Journal des Alternatives

Rentrée (anti)sociale en France

Julien LUSSON, 26 septembre 2003

La rentrée s’annonce agitée, aux quatre coins de la France. Le premier ministre Raffarin entend poursuivre les réformes amorcées au printemps dernier, et les différents mouvements sociaux et syndicaux ont bien l’intention de s’y opposer.

Août 2003, sous un soleil de plomb, 250 000 personnes se réunissaient sur le plateau du Larzac pour faire entendre leur voix et leurs propositions, à la veille de la réunion de l’Organisation mondiale du commerce à Cancun, au Mexique. Ce rassemblement, organisé par la Confédération paysanne et le collectif Un monde solidaire, a été une immense réussite. Succès de masse qui réaffirme la capacité de mobilisation du mouvement et son ancrage populaire, mais également succès d’estime par la qualité des débats et des propositions faites lors de cette rencontre.

Le rassemblement du Larzac a été l’occasion de faire le point sur une situation sociale fortement dégradée, de tenter un bilan des actions et d’envisager les perspectives d’une rentrée que José Bové, le leader paysan, a promis « chaude ».

De Cancun, sur le plan international, à la poursuite de la politique anti-sociale de Raffarin, sur le plan français, elle a en effet tout lieu de l’être. Le premier ministre a annoncé son intention de poursuivre sur la voie engagée : décentralisation de l’éducation nationale, réforme de l’assurance-maladie, création d’un revenu minimum d’activité (obligation pour les chômeurs de reprendre une activité, à moindre coût pour l’employeur), suppression d’un jour férié pour financer les systèmes d’assistance aux personnes âgées (après sa gestion catastrophique de la canicule), augmentation des taxes indirectes en compensation de la baisse des impôts sur le revenu… Le tout donne le ton d’une offensive libérale et d’une régression sociale qui rappellent fortement l’offensive thatchérienne contre l’État-providence britannique et les syndicats.

Le climat social est donc très tendu aujourd’hui. Et pourtant, la question d’une nouvelle mobilisation reste incertaine : l’échec du printemps est dans toutes les têtes, les centrales syndicales sont divisées. Le rapport aux partis politiques est compliqué par la contestation du bilan gouvernemental de la gauche plurielle. Et si le lien entre le mouvement altermondialisation et les mobilisations contre l’offensive anti-sociale du gouvernement trouve une traduction évidente sur le plateau du Larzac, l’émiettement syndical et cette question du rapport au politique introduisent un élément d’incertitude supplémentaire.

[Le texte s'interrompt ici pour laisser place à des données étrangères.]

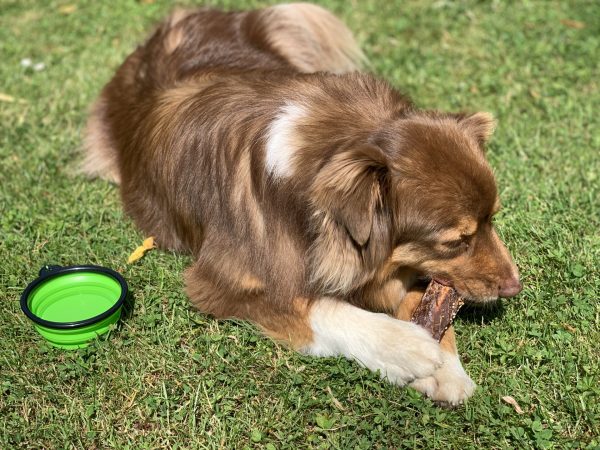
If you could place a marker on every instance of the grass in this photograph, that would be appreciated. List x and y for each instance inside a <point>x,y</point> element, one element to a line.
<point>168,377</point>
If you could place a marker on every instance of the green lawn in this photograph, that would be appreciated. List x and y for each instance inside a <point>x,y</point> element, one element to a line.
<point>168,377</point>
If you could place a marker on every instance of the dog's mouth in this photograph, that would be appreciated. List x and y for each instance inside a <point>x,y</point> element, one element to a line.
<point>464,292</point>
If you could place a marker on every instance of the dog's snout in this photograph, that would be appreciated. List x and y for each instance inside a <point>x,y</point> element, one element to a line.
<point>510,287</point>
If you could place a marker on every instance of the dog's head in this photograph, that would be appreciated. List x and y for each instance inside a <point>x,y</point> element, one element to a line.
<point>419,195</point>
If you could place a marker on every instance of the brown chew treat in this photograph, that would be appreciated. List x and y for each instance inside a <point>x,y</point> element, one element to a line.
<point>437,309</point>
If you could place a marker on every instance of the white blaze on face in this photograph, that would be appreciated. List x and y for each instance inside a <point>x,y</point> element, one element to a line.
<point>282,142</point>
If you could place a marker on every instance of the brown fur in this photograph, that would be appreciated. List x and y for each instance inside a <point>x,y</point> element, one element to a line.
<point>377,191</point>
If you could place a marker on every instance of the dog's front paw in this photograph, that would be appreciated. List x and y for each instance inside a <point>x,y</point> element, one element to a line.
<point>449,384</point>
<point>403,352</point>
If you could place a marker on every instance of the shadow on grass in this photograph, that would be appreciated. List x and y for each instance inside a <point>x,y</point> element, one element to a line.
<point>128,307</point>
<point>482,314</point>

Mais la portée de l’événement doit être mise en perspective dans son contexte social. Le printemps dernier a été marqué, en France comme dans d’autres pays d’Europe, par un large mouvement social dont les revendications n’ont pas abouti. La réforme des retraites proposée par le gouvernement, contre laquelle ce mouvement s’est organisé, a été finalement votée. La réforme de l’éducation, aux objectifs obscurs, si ce n’est le désengagement financier de l’État, a provoqué une longue grève du corps enseignant.

Dès le début de l’été, un nouveau conflit démarrait, celui des intermittents du spectacle, multipliant les actions contre les festivals. Le tout sur fond de répression syndicale et militante, conduite par un gouvernement ultra-répressif, dont le point d’orgue symbolique a été l’incarcération spectaculaire du leader paysan, José Bové.

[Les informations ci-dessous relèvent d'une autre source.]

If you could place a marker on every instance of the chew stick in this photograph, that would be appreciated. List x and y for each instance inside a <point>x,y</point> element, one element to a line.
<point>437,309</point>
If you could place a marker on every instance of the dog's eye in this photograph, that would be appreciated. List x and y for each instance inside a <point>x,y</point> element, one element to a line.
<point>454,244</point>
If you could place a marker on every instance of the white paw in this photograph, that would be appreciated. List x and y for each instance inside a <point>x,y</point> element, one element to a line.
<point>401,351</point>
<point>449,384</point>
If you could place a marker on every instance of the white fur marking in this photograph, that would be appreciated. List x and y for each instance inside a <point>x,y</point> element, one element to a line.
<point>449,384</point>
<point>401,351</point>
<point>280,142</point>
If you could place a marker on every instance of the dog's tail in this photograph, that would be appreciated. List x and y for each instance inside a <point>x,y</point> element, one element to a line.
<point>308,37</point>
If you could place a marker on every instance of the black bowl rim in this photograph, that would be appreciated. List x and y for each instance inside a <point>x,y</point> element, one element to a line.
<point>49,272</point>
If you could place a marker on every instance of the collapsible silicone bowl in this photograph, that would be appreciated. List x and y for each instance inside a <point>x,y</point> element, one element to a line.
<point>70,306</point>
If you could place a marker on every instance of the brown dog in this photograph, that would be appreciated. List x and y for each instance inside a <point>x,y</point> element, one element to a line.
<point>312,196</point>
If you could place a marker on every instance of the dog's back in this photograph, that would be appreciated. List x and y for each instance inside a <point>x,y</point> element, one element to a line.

Le problème n’est pas simple, mais à la vérité, il dépasse le strict cadre français. Les réponses, pas simples non plus, ne peuvent donc être imaginées sans un décloisonnement et une confrontation des acteurs, une rupture avec les logiques anciennes de la transformation sociale et un dépassement des mobilisations du seul cadre national. Le Forum social européen de novembre prochain, qui aura lieu à Paris-Saint-Denis, permettra-t-il d’avancer significativement dans cette voie ?

Julien Lusson, collaboration spéciale


L’auteur est permanent au CEDETIM, le Centre d’études et d’initiatives de solidarité internationale basé à Paris qui est un partenaire d’Alternatives (www.cedetim.org).